Utilization of diagnostic testing for pediatric sensorineural hearing loss

Background/Objective: Sensorineural hearing loss is a common diagnosis among children. The diagnostic workup varies widely among practitioners. This study's aim was to assess the utilization of diagnostic testing for SNHL and determine the yield of each test. Study design: Retrospective chart review. Setting: Tertiary care center. Subjects: 827 patients with a diagnosis of SNHL from January 1, 2011 to January 1, 2015. Results: 746 patients met inclusion criteria. Temporal bone imaging was performed on 561 (75%) of patients with 224 (40%) having positive results that explained the etiology of the SNHL. Congenital SNHL was more likely to be associated with abnormal imaging than acquired SNHL (109/299 versus 106/316 respectively) (p = 0.001). Unilateral SNHL was more likely to be associated imaging abnormalities than bilateral SNHL (101/221 and 123/340 respectively) (p = 0.028). Genetic testing was performed on 244 (33%) patients, of which 94 (39%) had abnormalities.
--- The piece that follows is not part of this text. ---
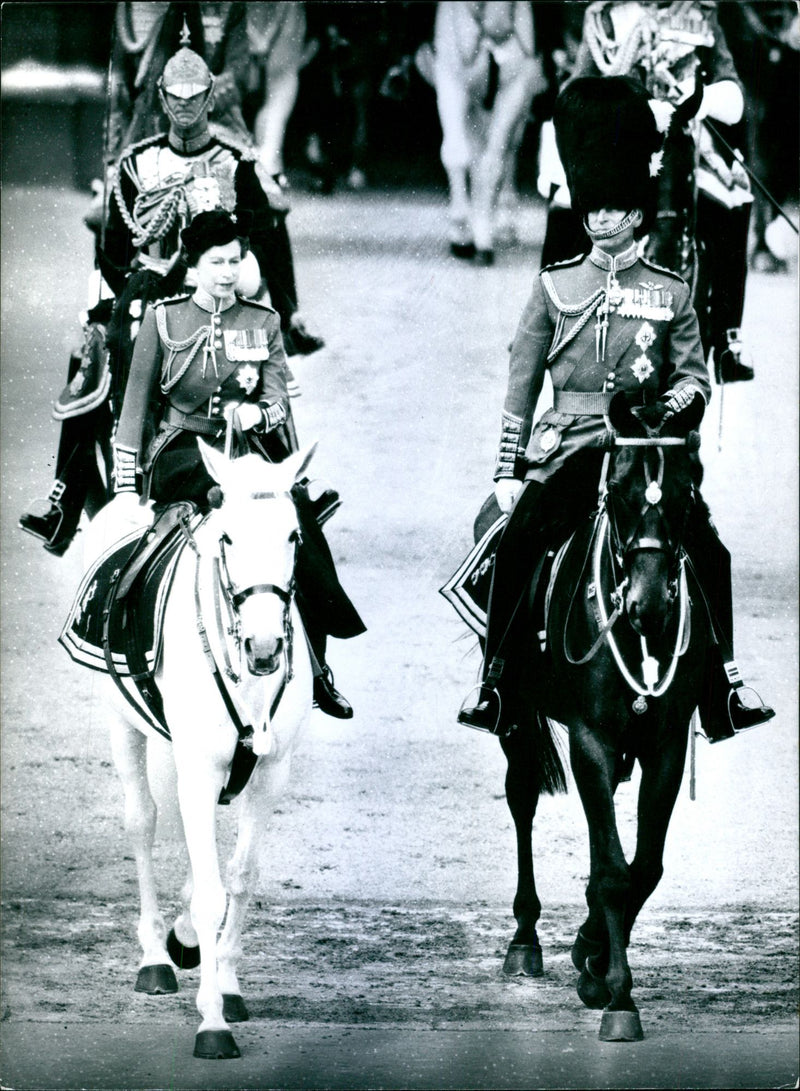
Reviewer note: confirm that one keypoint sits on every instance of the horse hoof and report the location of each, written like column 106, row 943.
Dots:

Positive genetics results were more common with bilateral than unilateral SNHL (82/191 and 12/53 respectively) (p = 0.007). There was no statistically significant difference in the utility of genetic testing for congenital and acquired SNHL (p = 0.0836). Cytomegalovirus (CMV) testing was available for 104 (14%) of patients with 13 (12.5%) being positive and consistent with congenital CMV. Electrocardiogram, urinalysis, and Lyme titers were less useful. Conclusions: Imaging and genetic testing had the highest yield in the evaluation of children with SNHL and were the most commonly performed. CMV testing was valuable in neonates who failed newborn hearing screening.